-
Type: Bug
-
Resolution: Fixed
-
Priority: Unknown
-
Affects Version/s: None
-
Component/s: Configuration
-
None
We are trying to query a Mongo database hosted in Atlas from an Azure Databricks cluster.
The Atlas database is hosted in an M10 cluster with three primary nodes in AWS (the ones used by the transactional application) with an additional read-only node in Azure (the one we are trying to connect).
We already set up a peering connection between our vnet and the Atlas one, plus whitelisting the appropriate IP range. We confirmed that we can pin the read-only node using its private DNS from one of the Databricks worker nodes; we even confirmed that we can telnet the 27017 port.

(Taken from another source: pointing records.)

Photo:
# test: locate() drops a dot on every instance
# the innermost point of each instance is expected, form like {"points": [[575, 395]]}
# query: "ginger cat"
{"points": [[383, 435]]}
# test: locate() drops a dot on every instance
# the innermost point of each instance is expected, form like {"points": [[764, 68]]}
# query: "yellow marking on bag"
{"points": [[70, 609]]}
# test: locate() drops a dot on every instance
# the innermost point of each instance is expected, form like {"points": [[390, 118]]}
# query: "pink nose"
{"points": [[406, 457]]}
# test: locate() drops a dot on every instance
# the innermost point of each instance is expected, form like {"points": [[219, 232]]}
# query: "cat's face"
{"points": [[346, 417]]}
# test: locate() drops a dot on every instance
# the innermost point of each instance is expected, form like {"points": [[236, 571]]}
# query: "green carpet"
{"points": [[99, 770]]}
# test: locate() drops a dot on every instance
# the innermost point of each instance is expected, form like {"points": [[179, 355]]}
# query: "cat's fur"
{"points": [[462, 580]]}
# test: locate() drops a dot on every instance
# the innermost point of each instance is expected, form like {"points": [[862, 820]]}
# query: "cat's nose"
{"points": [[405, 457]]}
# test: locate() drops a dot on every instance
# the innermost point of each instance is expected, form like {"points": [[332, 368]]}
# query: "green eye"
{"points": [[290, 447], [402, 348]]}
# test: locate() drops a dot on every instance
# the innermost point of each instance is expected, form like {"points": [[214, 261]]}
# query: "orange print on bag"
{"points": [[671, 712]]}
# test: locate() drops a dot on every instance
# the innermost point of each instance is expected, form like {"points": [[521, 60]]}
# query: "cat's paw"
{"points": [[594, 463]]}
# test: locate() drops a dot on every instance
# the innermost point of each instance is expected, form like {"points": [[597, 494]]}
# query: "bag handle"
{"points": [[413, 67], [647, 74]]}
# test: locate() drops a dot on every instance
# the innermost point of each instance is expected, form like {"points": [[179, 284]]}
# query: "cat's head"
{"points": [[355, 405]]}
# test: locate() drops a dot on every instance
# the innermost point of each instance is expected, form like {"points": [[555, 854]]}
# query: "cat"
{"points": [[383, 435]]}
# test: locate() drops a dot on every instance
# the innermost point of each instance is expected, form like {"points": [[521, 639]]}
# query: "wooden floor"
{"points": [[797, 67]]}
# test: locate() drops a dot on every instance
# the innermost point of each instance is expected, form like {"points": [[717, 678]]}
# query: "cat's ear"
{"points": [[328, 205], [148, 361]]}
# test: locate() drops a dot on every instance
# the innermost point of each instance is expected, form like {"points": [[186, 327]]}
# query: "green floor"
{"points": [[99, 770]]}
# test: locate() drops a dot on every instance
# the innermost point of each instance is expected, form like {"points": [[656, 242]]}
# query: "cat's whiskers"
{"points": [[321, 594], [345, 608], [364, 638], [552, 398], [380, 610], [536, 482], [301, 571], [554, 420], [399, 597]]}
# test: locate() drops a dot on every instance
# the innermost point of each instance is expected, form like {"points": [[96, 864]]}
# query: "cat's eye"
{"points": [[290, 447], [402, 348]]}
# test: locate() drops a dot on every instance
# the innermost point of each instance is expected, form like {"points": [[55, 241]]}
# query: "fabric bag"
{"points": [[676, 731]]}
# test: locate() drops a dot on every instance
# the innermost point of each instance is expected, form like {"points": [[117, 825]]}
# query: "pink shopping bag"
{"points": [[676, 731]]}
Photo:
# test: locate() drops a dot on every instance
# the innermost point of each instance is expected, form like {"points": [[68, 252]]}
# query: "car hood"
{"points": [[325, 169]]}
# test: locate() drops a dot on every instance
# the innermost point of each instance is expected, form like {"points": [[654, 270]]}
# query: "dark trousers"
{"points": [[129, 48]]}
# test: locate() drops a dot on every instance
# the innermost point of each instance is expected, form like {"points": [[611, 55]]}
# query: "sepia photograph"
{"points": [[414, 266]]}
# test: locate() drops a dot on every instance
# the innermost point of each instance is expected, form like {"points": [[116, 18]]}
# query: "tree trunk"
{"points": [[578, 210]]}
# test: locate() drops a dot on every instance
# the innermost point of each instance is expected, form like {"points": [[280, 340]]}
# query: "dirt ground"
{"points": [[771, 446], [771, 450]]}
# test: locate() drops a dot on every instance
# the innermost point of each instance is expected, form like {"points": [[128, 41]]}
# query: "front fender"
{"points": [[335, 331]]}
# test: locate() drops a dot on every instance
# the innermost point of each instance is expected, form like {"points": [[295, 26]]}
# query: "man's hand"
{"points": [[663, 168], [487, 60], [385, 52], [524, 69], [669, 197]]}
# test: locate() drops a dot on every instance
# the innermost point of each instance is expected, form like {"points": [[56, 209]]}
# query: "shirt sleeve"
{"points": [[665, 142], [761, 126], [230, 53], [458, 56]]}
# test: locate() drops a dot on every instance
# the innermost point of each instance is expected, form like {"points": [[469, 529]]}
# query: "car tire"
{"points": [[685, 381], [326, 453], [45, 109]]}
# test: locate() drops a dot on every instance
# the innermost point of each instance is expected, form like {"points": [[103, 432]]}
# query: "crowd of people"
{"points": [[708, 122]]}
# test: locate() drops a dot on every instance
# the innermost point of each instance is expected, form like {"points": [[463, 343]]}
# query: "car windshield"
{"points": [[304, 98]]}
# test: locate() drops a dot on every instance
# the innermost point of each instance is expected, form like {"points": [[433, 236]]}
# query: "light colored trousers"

Even more, using pymongo from one of the workers we are able to connect to the database and query the collections.
However, when we try to connect from Databricks we get some timeout errors which appear to be related to the mongo-spark-connector not honoring the readPreferece configuration.
This is the URI we are trying to use (omitting sensitive details)
mongodb+srv://<user>:<password>@<cluster>-pri.wrmoz.mongodb.net/<database>.<collection>?tls=true&readPreference=nearest&readPreferenceTags=provider:AZURE,region:US_EAST,nodeType:READ_ONLY&readConcernLevel=local
Yet, when trying to load the data as a DataFrame and perform a simple show() we get a connection time-out error.
The stack trace of the exception shows that the driver was able to ping the desired node (while being unable to reach the AWS ones, as expected). But, neglects to connect to it since it doesn’t match the expected readPreference
primary
We also tried to specify each of the parameters as individual options, using the global cluster config, or in-code config, we also tried using both the v10.0 and the v3.0 versions of the connector.
Nevertheless, no matter what we tried we always got the same error.